Abstract

This paper presents a scheme aiming at transmitting real-time video to wireless channel with vigorously varying quality, which is in practice the norm rather than the exception. Region of interest (ROI) is an efficient approach to making the video more adaptive to the wireless channel because ROI is the region that human eyes tend to put more attention to than the remainder region (RM). In our proposed scheme, we adopted this feature. The real-time source video stream is divided into two regions, the ROI and the RM regions. The two regions were encoded using H.263 standard codec such that the video transmission is adaptive to the current channel state, which is characterized by the effective data rate that varies from tens of kilobits per second to hundreds of kilobits per second.
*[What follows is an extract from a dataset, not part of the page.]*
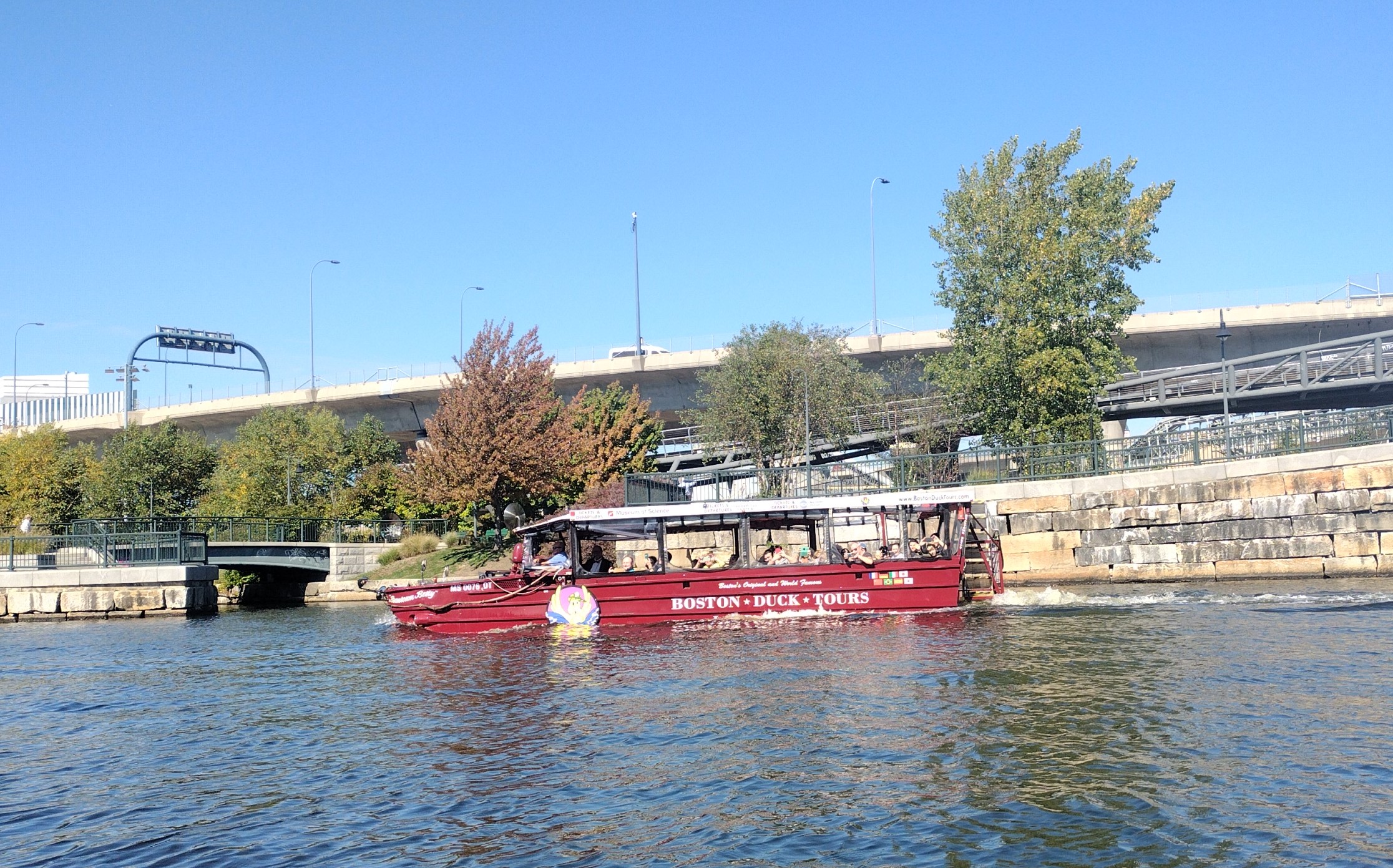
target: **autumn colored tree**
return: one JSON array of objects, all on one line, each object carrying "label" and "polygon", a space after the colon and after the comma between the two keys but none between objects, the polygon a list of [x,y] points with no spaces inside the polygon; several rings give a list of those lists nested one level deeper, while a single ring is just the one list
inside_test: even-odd
[{"label": "autumn colored tree", "polygon": [[567,410],[578,435],[578,490],[653,470],[649,453],[663,440],[663,422],[649,412],[649,401],[639,397],[638,386],[627,390],[617,382],[603,389],[582,386]]},{"label": "autumn colored tree", "polygon": [[408,485],[453,514],[478,504],[543,506],[574,479],[579,432],[552,382],[536,329],[486,322],[426,419],[428,443],[410,454]]}]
Channel state parameters are fed back to the source coder to adjust the compression ratio as well as the intra/inter options of the encoders. Results including frame loss probability, compression characteristics, peak signal to noise ratio (PSNR) against channel states are given, indicating that the resulting adaptive video codec can respond judiciously to time-varying channel quality. Our scheme is evaluated together with a ROI-enabled moving picture coding standard JPEG2000. Using the features provided in JPEG2000, we have made the JPEG2000 codec adaptive to the vigorously varying wireless channel and then compared it with the H.263 scheme. Our technique is suitable for a broad area of applications including real-time news reporting and video conferencing.